The parent application identified above describes a new cluster architecture for high-speed computer processing systems, referred to as supercomputers. For most supercomputer applications, the objective is to provide a computer processing system with the fastest processing speed and the greatest processing flexibility, i.e., the ability to process a large variety of traditional application programs. In an effort to increase the processing speed and flexibility of supercomputers, the cluster architecture for highly parallel multiprocessors described in the previously identified parent application provides an architecture for supercomputers wherein a multiple number of processors and external interface means can make multiple and simultaneous requests to a common set of shared hardware resources, such as main memory, secondary memory, global registers, interrupt mechanisms, or other shared resources present in the system.
One of the important considerations in designing such shared resource multiprocessor systems, is how to indicate that a particular resource is presently being used by one of the processors and to provide a resource lockout mechanism so that another processor does not simultaneously use the same resource.
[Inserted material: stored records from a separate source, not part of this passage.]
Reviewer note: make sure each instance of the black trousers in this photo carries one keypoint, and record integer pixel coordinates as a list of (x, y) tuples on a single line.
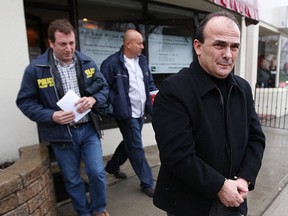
[(218, 209), (119, 157)]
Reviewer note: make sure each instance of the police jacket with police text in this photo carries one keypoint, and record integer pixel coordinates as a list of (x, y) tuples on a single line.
[(41, 88)]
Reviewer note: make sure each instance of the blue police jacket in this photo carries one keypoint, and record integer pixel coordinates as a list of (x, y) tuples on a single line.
[(41, 88), (116, 74)]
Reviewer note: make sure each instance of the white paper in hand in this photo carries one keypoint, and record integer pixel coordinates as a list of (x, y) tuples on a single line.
[(67, 103)]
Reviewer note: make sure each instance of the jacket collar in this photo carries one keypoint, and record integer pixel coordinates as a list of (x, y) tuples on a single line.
[(206, 83)]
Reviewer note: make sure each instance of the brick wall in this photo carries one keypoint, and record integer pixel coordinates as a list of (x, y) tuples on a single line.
[(26, 187)]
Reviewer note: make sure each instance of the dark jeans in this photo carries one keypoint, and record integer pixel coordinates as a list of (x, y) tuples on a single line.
[(218, 209), (119, 158), (132, 142)]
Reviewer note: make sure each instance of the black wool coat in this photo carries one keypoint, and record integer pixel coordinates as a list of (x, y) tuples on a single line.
[(188, 120)]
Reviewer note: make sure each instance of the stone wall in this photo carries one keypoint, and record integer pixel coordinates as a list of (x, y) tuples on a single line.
[(26, 187)]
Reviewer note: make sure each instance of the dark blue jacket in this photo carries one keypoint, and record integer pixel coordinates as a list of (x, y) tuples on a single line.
[(116, 74), (41, 88), (189, 122)]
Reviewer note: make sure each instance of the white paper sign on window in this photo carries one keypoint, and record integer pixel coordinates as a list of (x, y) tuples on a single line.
[(98, 44), (168, 54)]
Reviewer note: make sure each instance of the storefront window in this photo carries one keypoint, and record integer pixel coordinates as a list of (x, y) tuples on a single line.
[(283, 70), (168, 32), (267, 61)]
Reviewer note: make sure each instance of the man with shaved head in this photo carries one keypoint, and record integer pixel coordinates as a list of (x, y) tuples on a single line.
[(209, 137), (131, 82)]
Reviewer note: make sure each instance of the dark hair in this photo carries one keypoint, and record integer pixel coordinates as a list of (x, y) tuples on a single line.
[(199, 33), (62, 25)]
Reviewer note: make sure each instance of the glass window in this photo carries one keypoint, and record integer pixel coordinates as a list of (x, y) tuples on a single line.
[(283, 70), (267, 61)]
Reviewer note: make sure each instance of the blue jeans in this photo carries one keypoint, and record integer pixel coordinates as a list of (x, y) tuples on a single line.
[(132, 137), (86, 146)]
The problem of resource lockout is further compounded by two additional factors associated with the cluster architecture for highly parallel multiprocessors that is described in the parent application identified above. First, the resource lockout mechanism must not only work with the registers and interrupt hardware for the system, it must also work on all of the locations of main memory. Second, the resource lockout mechanism must operate in a distributed environment where there is no central scheduler and where requestors other than processors (e.g., a distributed I/O controller) are also allowed direct access to shared resources without processor Intervention.
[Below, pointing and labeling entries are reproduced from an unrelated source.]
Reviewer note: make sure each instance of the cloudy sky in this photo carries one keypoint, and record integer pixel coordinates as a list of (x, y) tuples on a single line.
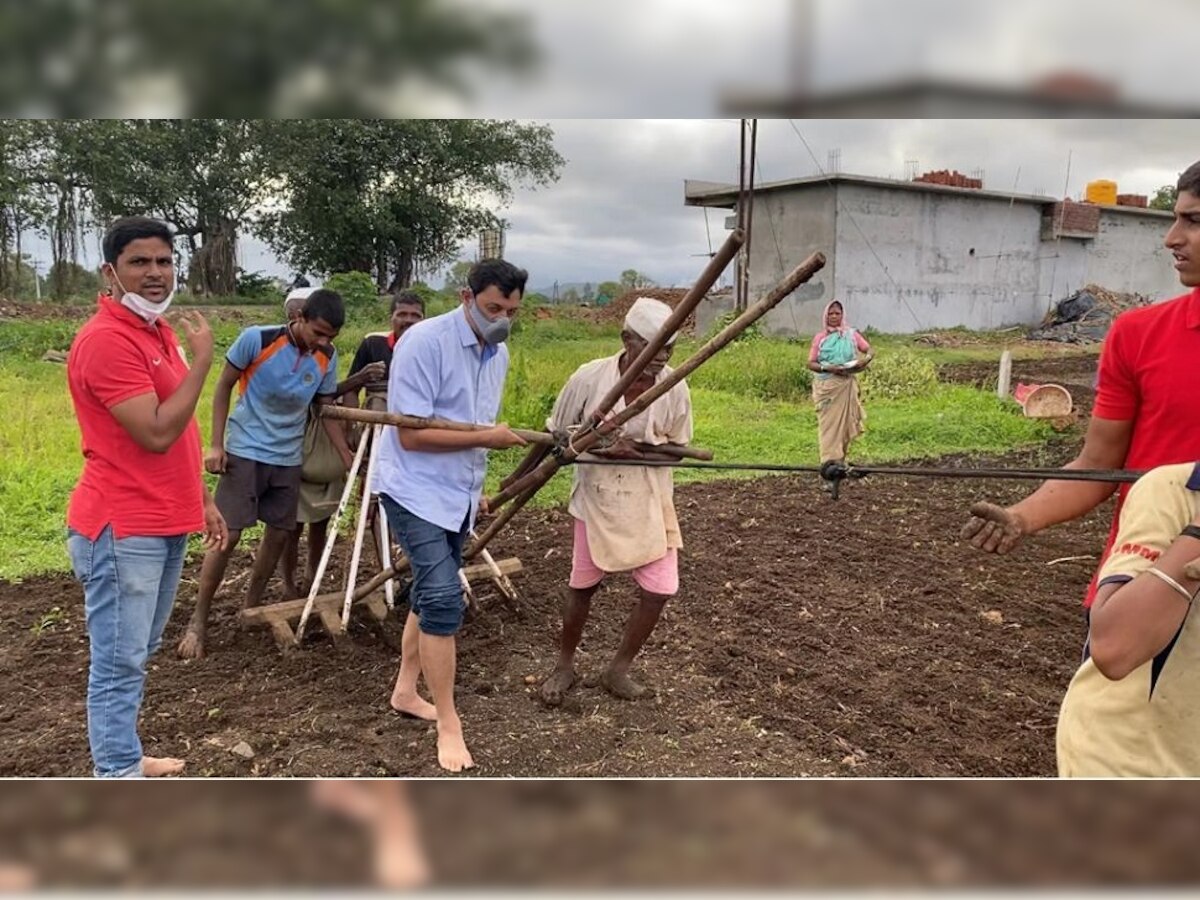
[(619, 201)]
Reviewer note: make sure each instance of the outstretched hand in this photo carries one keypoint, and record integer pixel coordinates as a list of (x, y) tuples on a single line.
[(994, 529)]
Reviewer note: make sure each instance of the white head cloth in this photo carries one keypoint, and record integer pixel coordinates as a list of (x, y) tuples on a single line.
[(646, 317)]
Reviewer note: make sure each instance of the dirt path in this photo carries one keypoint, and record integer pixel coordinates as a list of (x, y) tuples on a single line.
[(810, 639)]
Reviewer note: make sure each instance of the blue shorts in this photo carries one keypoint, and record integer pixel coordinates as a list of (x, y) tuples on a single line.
[(436, 557)]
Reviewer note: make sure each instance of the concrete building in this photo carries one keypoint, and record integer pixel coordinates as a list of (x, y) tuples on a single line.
[(909, 256)]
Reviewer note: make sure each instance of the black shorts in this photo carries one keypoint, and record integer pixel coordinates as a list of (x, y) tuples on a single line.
[(251, 491)]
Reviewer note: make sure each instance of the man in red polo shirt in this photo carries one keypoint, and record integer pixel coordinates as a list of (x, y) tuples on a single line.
[(141, 492), (1146, 409)]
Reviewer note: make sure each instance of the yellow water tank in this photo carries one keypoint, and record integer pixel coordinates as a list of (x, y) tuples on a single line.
[(1102, 191)]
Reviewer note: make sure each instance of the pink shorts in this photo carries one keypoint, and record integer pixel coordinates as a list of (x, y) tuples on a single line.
[(658, 577)]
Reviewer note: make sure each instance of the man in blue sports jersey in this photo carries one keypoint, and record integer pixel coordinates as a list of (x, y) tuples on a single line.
[(280, 371)]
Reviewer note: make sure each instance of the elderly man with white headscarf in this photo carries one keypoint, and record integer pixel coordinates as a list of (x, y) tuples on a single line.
[(624, 515)]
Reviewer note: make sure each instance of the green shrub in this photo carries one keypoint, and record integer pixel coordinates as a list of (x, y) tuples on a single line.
[(899, 373), (257, 288), (358, 291)]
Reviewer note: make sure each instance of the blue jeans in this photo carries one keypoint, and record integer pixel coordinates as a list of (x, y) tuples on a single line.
[(436, 557), (129, 587)]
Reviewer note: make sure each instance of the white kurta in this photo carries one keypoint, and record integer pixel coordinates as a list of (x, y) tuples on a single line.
[(629, 510)]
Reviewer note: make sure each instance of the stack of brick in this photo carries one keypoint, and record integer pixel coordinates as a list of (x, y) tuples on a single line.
[(949, 179)]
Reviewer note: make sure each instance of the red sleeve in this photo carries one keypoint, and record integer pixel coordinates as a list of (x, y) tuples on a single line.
[(1116, 389), (114, 370)]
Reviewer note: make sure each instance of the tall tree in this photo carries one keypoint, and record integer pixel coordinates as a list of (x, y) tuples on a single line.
[(60, 179), (241, 58), (631, 279), (456, 277), (23, 203), (384, 196), (204, 177), (1164, 198)]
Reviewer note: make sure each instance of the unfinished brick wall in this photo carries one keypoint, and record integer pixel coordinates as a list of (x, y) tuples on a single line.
[(949, 179), (1071, 216)]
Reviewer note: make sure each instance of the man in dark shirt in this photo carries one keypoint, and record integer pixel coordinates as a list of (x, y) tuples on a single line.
[(407, 309)]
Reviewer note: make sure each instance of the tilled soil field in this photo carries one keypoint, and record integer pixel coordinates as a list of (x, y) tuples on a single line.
[(594, 834), (810, 637)]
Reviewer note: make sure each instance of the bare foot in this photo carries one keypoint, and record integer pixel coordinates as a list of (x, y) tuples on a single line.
[(16, 877), (557, 685), (414, 706), (400, 861), (192, 646), (161, 766), (453, 753), (622, 685)]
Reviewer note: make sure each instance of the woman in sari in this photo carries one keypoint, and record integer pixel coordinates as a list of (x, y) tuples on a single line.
[(834, 358)]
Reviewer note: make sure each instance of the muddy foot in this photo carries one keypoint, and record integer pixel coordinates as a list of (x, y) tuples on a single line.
[(556, 687), (623, 687), (161, 766), (16, 877), (414, 706), (192, 646), (453, 753)]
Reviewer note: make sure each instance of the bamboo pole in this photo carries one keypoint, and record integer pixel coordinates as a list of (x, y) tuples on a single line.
[(419, 421), (526, 487), (360, 532), (688, 305), (331, 537), (583, 442)]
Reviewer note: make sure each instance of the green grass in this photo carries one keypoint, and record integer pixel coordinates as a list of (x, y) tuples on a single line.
[(751, 405)]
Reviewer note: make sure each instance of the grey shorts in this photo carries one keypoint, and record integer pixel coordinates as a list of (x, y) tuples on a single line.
[(251, 491)]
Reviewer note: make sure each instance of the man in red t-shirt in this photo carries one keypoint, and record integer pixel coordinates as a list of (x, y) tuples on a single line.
[(1146, 409), (141, 492)]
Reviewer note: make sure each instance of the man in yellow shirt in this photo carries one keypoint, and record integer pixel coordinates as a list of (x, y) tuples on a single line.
[(1132, 708)]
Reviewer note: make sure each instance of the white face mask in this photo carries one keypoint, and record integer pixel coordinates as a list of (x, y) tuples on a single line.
[(143, 307)]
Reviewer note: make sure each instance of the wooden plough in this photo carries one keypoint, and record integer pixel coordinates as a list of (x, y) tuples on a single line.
[(535, 471)]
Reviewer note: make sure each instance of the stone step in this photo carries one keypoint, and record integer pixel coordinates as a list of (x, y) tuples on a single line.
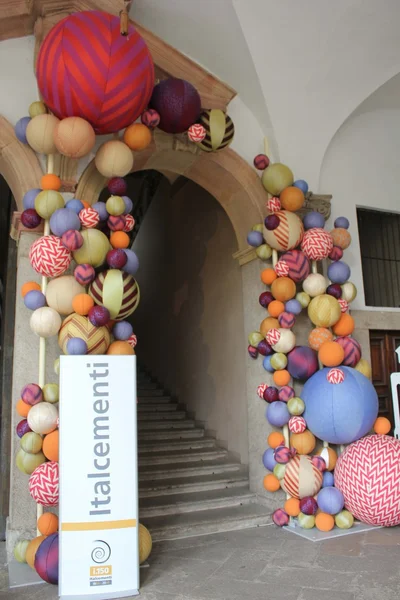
[(199, 483), (178, 470), (181, 525), (184, 503), (174, 434), (196, 455)]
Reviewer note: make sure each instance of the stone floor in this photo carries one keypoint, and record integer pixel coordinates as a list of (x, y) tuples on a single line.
[(262, 564)]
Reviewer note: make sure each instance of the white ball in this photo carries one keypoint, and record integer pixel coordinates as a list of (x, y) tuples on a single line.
[(45, 322), (314, 285), (42, 418)]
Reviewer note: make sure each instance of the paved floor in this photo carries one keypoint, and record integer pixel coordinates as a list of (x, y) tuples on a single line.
[(262, 564)]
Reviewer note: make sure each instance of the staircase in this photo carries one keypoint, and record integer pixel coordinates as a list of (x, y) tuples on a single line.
[(187, 484)]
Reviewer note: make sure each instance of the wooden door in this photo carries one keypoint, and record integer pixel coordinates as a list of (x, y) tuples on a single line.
[(384, 362)]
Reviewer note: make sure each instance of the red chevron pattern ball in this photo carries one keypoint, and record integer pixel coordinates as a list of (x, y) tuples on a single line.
[(368, 475), (317, 243), (89, 217), (49, 257), (43, 484), (87, 69)]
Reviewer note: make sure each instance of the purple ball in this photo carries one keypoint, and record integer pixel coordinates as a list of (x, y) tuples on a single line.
[(64, 219), (272, 222), (255, 238), (22, 428), (269, 461), (334, 290), (277, 414), (132, 264), (122, 330), (77, 346), (20, 129), (29, 198), (313, 219), (99, 316), (339, 272), (34, 299), (330, 500)]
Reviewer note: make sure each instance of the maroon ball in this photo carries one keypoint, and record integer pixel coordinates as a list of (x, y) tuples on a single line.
[(272, 222), (117, 186), (178, 103), (116, 258), (271, 394), (99, 316), (265, 298), (30, 219), (334, 290)]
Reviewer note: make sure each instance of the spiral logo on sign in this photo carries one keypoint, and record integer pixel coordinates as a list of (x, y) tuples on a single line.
[(101, 553)]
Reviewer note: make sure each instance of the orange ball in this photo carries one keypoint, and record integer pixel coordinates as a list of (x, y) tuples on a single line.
[(137, 136), (331, 354), (345, 325), (283, 289), (50, 445), (268, 276), (22, 408), (120, 348), (324, 522), (275, 439), (119, 239), (50, 182), (82, 303), (292, 198), (382, 426), (271, 483), (48, 524), (275, 308), (281, 377), (29, 286), (292, 507)]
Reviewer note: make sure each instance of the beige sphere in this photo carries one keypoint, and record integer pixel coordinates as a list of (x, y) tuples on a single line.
[(45, 322), (114, 159), (40, 133), (74, 137), (61, 292)]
In essence, the problem of resource lockout has been managed in prior art supercomputers by assigning a single, central scheduling processor to keep track of what resources are currently being used by which processor. In a distributed access architecture, access to all shared resources is equal and democratic and there is no central scheduler. Hence, each requestor to a common shared resource must be provided with the information necessary to determine whether that resource is presently being used by another requestor in the multiprocessor system.
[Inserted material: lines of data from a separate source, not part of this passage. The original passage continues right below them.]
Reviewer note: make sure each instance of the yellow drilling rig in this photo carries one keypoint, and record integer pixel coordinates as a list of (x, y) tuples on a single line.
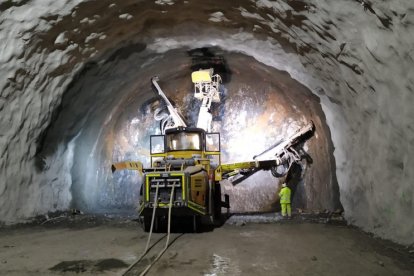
[(184, 179)]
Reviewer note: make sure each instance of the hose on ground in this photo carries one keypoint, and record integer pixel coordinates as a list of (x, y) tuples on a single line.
[(149, 236)]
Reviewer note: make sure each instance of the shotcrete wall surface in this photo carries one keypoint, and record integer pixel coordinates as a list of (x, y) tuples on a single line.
[(72, 73)]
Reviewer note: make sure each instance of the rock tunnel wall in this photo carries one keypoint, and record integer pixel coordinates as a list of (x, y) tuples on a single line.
[(357, 58)]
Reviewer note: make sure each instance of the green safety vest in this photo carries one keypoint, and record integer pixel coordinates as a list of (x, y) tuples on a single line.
[(284, 195)]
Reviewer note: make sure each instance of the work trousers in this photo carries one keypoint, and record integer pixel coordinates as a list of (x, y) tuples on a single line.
[(286, 207)]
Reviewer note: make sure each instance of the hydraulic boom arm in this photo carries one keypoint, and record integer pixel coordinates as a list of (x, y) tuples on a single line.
[(285, 155), (173, 118)]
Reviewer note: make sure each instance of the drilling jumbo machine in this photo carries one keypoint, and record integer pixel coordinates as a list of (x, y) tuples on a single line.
[(184, 179)]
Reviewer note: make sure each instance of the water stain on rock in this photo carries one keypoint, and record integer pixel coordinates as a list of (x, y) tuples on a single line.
[(107, 264), (80, 266)]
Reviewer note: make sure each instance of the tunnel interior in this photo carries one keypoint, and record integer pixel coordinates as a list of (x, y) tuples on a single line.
[(76, 97)]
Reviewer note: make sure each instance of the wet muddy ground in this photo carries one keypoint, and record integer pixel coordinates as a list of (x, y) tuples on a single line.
[(244, 245)]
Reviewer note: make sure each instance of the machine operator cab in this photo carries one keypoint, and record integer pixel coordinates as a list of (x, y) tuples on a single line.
[(185, 144)]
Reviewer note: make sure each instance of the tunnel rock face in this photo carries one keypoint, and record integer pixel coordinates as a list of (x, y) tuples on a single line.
[(72, 73)]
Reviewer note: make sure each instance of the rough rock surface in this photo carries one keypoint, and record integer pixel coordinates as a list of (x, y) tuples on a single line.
[(356, 56)]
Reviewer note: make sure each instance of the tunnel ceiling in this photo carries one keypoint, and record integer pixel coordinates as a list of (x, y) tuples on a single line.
[(355, 57)]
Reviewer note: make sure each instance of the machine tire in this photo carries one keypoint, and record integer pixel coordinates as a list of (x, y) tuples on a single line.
[(146, 223), (196, 224), (217, 204)]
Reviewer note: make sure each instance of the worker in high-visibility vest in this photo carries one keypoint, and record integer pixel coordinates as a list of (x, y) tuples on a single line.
[(284, 195)]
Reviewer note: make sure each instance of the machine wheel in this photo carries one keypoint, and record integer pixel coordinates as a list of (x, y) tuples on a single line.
[(217, 204), (196, 224), (146, 223)]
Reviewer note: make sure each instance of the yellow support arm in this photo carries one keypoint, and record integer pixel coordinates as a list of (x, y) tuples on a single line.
[(127, 165)]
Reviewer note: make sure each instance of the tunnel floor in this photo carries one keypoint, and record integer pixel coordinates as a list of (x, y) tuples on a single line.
[(91, 246)]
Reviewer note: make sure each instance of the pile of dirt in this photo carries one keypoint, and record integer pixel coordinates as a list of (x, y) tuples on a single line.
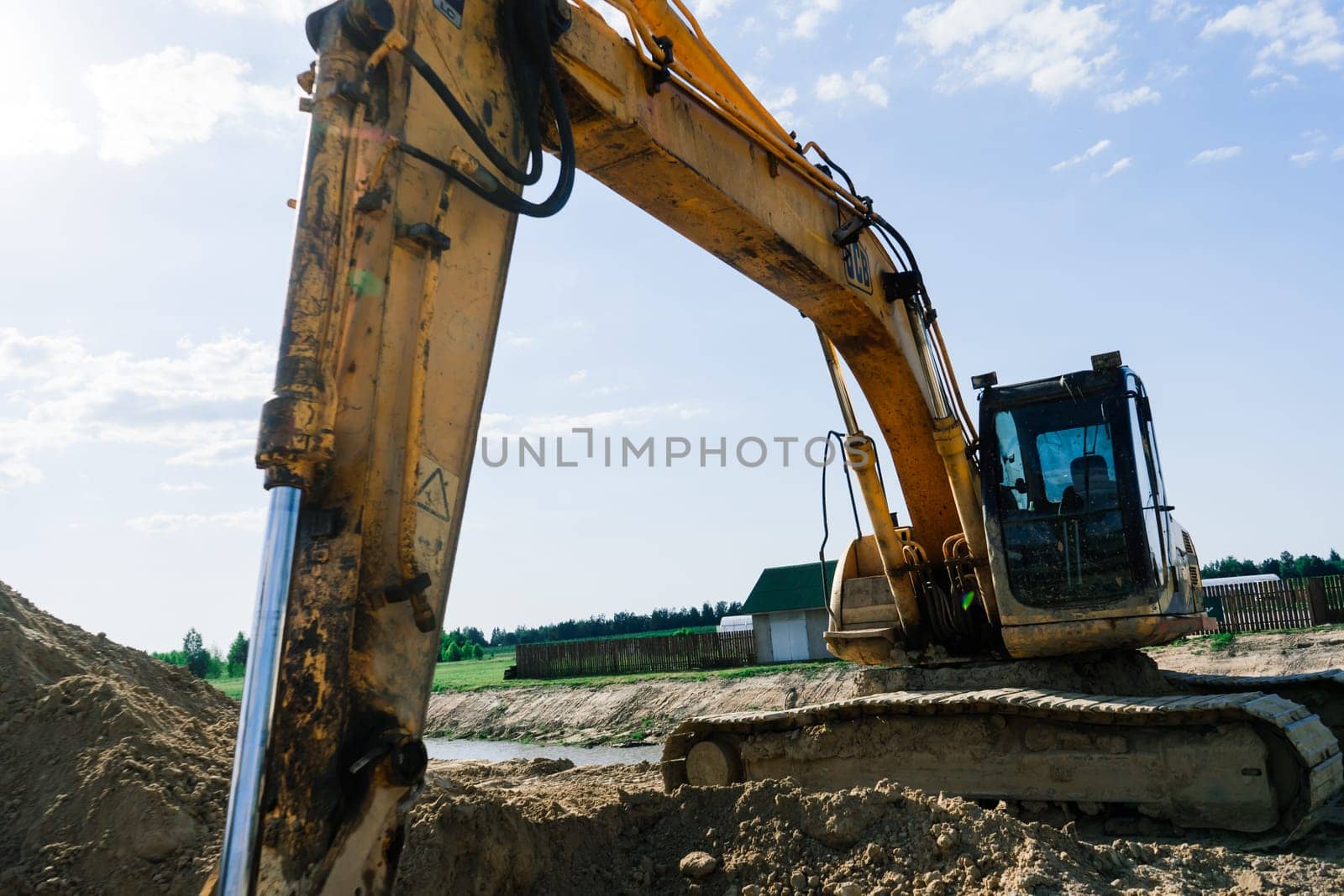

Present methods and systems for resource lockout mechanism for use in a shared memory, multiprocessor environment do not allow for fully distributed and democratic access to the common shared main memory by all of the possible requestors in the multiprocessor environment. Consequently, a new method and apparatus is needed that provides for an indication to all other requestors in the system when a particular shared resource is being utilized. In addition, a new method and apparatus is needed for requestors to manage their own requests for shared resource access, responsive to an indication that a resource is or is not available.